6.2.2008
PARSE
 
CORE EXT
 
( char "ccc<char>" -- c-addr u )

Parse ccc delimited by the delimiter char.

c-addr is the address (within the input buffer) and u is the length of the parsed string. If the parse area was empty, the resulting string has a zero length.

Rationale:
Typical use: char PARSE ccc<char>

The traditional Forth word for parsing is WORD. PARSE solves the following problems with WORD:

  1. WORD always skips leading delimiters. This behavior is appropriate for use by the text interpreter, which looks for sequences of non-blank characters, but is inappropriate for use by words like ( , .(, and .". Consider the following (flawed) definition of .(:

       : .( [CHAR] ) WORD COUNT TYPE ; IMMEDIATE

    This works fine when used in a line like:

       .( HELLO)    5 .

    but consider what happens if the user enters an empty string:

       .( )    5 .

    The definition of .( shown above would treat the ) as a leading delimiter, skip it, and continue consuming characters until it located another ) that followed a non-) character, or until the parse area was empty. In the example shown, the 5 . would be treated as part of the string to be printed.

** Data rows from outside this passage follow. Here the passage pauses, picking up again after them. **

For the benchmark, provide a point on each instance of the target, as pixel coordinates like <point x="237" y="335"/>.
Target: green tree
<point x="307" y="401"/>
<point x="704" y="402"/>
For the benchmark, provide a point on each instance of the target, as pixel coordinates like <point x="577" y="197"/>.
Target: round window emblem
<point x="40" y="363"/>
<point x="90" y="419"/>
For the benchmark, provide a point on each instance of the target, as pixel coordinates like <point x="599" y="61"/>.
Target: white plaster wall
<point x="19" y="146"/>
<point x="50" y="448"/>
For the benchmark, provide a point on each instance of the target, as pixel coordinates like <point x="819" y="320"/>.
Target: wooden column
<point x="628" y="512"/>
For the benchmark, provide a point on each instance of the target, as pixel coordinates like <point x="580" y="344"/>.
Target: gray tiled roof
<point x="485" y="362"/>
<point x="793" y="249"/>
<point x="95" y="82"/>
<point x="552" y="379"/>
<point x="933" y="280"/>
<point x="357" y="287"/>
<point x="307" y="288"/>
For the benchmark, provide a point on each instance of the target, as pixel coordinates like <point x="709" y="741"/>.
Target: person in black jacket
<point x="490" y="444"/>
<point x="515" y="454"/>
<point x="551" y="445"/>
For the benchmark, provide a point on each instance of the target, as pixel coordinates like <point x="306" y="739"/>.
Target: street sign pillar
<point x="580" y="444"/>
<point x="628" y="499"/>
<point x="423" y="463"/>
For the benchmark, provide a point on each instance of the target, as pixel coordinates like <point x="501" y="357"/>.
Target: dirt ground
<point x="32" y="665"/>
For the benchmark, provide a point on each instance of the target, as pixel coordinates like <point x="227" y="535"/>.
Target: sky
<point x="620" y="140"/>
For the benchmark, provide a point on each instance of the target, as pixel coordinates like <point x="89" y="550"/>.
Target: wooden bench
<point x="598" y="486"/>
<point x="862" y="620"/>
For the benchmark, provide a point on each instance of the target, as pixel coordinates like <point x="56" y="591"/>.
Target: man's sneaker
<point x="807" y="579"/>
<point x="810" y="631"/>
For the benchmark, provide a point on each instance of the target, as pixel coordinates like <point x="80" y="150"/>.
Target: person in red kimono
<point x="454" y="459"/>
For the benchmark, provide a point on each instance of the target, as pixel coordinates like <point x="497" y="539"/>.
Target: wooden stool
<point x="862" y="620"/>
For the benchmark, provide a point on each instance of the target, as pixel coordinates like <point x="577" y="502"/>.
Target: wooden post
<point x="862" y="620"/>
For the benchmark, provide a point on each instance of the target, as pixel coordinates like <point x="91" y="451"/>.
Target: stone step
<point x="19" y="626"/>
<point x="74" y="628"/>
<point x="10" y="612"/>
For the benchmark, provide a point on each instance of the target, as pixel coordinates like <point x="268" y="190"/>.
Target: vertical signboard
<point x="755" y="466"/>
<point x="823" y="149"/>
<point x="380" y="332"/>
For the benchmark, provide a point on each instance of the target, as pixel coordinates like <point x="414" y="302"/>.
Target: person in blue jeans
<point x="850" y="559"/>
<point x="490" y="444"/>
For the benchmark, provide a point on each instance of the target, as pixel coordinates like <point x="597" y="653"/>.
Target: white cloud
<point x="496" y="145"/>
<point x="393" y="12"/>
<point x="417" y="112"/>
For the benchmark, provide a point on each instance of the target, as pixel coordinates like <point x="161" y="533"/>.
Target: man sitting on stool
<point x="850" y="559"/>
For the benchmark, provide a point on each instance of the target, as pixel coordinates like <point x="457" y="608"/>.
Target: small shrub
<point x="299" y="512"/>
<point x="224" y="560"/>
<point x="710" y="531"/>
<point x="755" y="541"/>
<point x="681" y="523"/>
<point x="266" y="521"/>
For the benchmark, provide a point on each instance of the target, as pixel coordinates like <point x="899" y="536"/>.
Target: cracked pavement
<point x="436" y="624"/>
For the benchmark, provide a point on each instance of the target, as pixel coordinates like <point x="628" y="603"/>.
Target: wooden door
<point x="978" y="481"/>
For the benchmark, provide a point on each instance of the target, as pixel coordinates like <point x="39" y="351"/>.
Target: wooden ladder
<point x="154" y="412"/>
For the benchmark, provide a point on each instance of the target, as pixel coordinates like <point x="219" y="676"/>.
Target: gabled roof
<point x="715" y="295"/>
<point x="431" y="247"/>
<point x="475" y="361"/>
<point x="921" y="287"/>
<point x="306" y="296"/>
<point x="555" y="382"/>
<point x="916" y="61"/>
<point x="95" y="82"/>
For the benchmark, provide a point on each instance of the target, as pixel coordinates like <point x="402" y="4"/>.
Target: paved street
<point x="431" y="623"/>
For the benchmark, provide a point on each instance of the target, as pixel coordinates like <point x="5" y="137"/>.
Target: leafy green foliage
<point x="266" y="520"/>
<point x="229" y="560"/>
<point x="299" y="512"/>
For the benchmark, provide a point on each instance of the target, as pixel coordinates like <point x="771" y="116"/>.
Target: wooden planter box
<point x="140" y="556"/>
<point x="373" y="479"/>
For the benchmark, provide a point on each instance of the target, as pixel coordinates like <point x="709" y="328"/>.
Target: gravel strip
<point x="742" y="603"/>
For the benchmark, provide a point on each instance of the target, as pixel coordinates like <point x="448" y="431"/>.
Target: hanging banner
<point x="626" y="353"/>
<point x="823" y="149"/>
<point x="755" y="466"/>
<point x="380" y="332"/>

    With PARSE, we could write a correct definition of .(:

       : .( [CHAR] ) PARSE TYPE ; IMMEDIATE

    This definition avoids the "empty string" anomaly.

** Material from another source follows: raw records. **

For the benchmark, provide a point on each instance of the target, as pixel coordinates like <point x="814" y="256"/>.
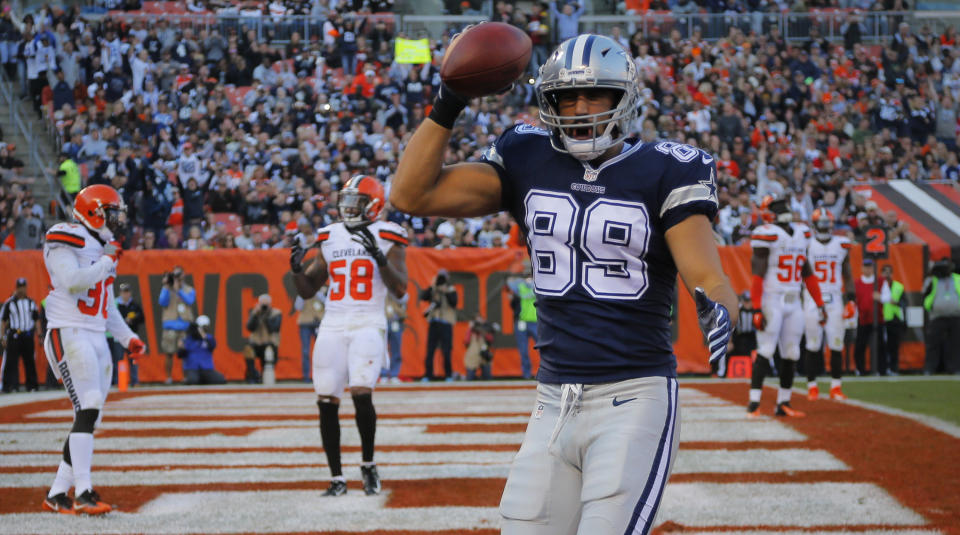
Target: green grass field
<point x="937" y="397"/>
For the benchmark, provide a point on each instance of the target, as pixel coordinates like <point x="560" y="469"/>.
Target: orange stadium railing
<point x="228" y="283"/>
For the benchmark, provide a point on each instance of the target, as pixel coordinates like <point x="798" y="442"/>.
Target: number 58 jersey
<point x="603" y="274"/>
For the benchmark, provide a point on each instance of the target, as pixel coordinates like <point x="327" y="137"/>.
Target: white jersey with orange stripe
<point x="81" y="277"/>
<point x="788" y="254"/>
<point x="826" y="260"/>
<point x="356" y="291"/>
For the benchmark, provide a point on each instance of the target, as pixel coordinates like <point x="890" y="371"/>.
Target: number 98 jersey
<point x="604" y="277"/>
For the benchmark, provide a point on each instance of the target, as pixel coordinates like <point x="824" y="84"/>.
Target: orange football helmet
<point x="99" y="208"/>
<point x="361" y="200"/>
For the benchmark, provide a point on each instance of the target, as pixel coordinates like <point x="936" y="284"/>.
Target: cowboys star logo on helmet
<point x="588" y="62"/>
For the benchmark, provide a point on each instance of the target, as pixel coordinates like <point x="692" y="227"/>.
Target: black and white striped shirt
<point x="20" y="314"/>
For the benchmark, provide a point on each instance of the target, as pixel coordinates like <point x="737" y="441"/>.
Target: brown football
<point x="485" y="59"/>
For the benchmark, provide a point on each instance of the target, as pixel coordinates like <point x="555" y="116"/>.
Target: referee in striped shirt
<point x="18" y="322"/>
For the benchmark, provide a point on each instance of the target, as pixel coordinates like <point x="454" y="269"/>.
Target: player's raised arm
<point x="423" y="186"/>
<point x="698" y="262"/>
<point x="472" y="67"/>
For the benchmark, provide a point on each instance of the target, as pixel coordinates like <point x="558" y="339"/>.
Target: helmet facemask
<point x="115" y="219"/>
<point x="781" y="211"/>
<point x="823" y="227"/>
<point x="354" y="208"/>
<point x="588" y="136"/>
<point x="583" y="63"/>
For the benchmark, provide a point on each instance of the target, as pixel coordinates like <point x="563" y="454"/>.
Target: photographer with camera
<point x="264" y="327"/>
<point x="442" y="314"/>
<point x="941" y="300"/>
<point x="176" y="302"/>
<point x="523" y="303"/>
<point x="197" y="353"/>
<point x="478" y="354"/>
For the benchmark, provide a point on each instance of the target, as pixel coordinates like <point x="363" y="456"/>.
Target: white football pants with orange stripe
<point x="81" y="359"/>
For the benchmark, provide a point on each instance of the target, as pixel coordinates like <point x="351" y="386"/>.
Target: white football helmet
<point x="588" y="61"/>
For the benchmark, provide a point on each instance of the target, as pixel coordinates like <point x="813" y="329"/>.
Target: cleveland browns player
<point x="361" y="258"/>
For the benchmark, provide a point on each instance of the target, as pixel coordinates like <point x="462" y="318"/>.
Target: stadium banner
<point x="228" y="282"/>
<point x="416" y="51"/>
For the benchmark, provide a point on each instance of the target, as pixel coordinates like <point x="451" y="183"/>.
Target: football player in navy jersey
<point x="609" y="223"/>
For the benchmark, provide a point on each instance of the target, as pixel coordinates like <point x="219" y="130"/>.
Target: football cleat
<point x="337" y="488"/>
<point x="371" y="479"/>
<point x="89" y="503"/>
<point x="59" y="503"/>
<point x="784" y="409"/>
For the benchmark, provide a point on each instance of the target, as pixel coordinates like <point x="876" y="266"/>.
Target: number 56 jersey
<point x="604" y="277"/>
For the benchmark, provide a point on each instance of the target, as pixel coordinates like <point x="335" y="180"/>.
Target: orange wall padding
<point x="228" y="282"/>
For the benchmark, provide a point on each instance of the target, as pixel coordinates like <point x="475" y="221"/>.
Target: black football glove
<point x="715" y="324"/>
<point x="364" y="237"/>
<point x="296" y="258"/>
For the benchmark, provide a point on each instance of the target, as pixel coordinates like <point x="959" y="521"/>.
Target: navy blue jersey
<point x="603" y="274"/>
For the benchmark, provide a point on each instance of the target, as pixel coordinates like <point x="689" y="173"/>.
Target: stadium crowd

  2. WORD returns its result as a counted string. This has four bad effects:

    1. The characters accepted by WORD must be copied from the input buffer into a transient buffer, in order to make room for the count character that must be at the beginning of the counted string. The copy step is inefficient, compared to PARSE, which leaves the string in the input buffer and doesn't need to copy it anywhere.

    2. WORD must be careful not to store too many characters into the transient buffer, thus overwriting something beyond the end of the buffer. This adds to the overhead of the copy step. (WORD may have to scan a lot of characters before finding the trailing delimiter.)

    3. The count character limits the length of the string returned by WORD to 255 characters (longer strings can easily be stored in blocks!). This limitation does not exist for PARSE.

    4. The transient buffer is typically overwritten by the next use of WORD.

    The need for WORD has largely been eliminated by PARSE and PARSE-NAME. WORD is retained for backward compatibility.